SQL query - choosing 'last updated' record in a group, better db design?
- by Jimmy
Hi,
Let's say I have a MySQL database with 3 tables:
table 1: Persons, with 1 column ID (int)
table 2: Newsletters, with 1 column ID (int)
table 3: Subscriptions, with columns Person_ID (int), Newsletter_ID (int), Subscribed (bool), Updated (Datetime)
Subscriptions.Person_ID points to a Person, and Subscription.Newsletter_ID points to a Newsletter. Thus, each person may have 0 or more subscriptions to 0 or more magazines at once. The table Subscriptions will also store the entire history of each person's subscriptions to each newsletter.
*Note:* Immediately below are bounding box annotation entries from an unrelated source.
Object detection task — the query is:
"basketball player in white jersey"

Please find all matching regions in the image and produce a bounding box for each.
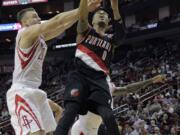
[71,75,166,135]
[6,0,100,135]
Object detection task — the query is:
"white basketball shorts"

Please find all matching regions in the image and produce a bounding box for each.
[6,85,57,135]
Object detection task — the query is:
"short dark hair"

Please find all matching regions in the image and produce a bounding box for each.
[17,8,35,22]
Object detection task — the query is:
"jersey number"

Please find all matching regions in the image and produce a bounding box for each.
[102,50,107,61]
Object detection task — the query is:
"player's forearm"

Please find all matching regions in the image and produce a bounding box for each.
[77,0,88,34]
[79,0,89,21]
[111,0,121,20]
[57,9,79,25]
[43,18,77,41]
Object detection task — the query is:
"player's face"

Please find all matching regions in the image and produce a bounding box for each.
[25,11,41,26]
[92,10,109,26]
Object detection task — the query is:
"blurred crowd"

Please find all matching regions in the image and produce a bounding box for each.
[0,42,180,135]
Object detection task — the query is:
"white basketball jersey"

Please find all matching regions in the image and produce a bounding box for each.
[13,28,47,88]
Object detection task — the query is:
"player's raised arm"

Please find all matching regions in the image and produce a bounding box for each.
[77,0,89,34]
[113,75,166,96]
[110,0,125,44]
[19,9,78,48]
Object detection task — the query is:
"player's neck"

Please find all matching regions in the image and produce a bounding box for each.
[94,25,106,36]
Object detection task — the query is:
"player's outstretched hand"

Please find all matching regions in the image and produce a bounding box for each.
[88,0,102,12]
[110,0,119,10]
[152,74,167,83]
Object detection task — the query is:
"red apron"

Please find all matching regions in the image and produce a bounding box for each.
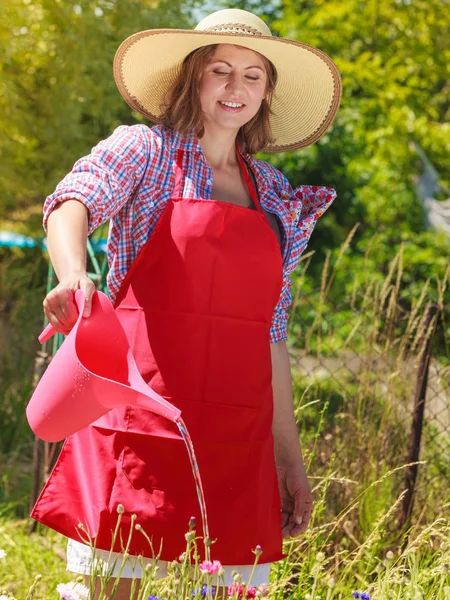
[32,146,283,565]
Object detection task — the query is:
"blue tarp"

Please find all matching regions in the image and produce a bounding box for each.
[0,231,106,252]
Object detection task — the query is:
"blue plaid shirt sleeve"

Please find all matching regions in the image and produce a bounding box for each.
[43,125,152,235]
[270,171,337,343]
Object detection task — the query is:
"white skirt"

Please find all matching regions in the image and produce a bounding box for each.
[67,538,271,586]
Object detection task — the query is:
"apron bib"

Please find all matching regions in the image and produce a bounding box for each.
[32,151,283,565]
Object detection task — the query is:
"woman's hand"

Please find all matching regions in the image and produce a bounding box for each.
[277,462,313,538]
[42,273,95,335]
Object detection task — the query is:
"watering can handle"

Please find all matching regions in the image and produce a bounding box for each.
[38,290,85,344]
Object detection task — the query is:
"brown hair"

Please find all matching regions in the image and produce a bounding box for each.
[159,44,277,154]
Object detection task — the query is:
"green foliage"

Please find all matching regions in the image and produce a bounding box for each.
[0,0,195,229]
[0,248,47,458]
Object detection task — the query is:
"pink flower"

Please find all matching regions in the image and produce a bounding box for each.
[227,583,256,599]
[200,560,222,575]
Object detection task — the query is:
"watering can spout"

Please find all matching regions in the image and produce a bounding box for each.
[27,290,181,442]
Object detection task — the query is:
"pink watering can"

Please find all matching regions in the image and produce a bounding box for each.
[27,290,181,442]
If a particular Person_ID-Newsletter_ID pair doesn't have a row in the Subscriptions table, then it's equivalent to that pair having a subscription status of 'false'.
Here is a sample dataset
Persons
ID
1
2
3
Newsletters
ID
4
5
6
Subscriptions
Person_ID Newsletter_ID Subscribed Updated
2 4 true 2010-05-01
3 4 true 2010-05-01
3 5 true 2010-05-10
3 4 false 2010-05-15
Thus, as of 2010-05-16, Person 1 has no subscription, Person 2 has a subscription to Newsletter 4, and Person 3 has a subscription to Newsletter 5. Person 3 had a subscription to Newsletter 4 for a while, but not anymore.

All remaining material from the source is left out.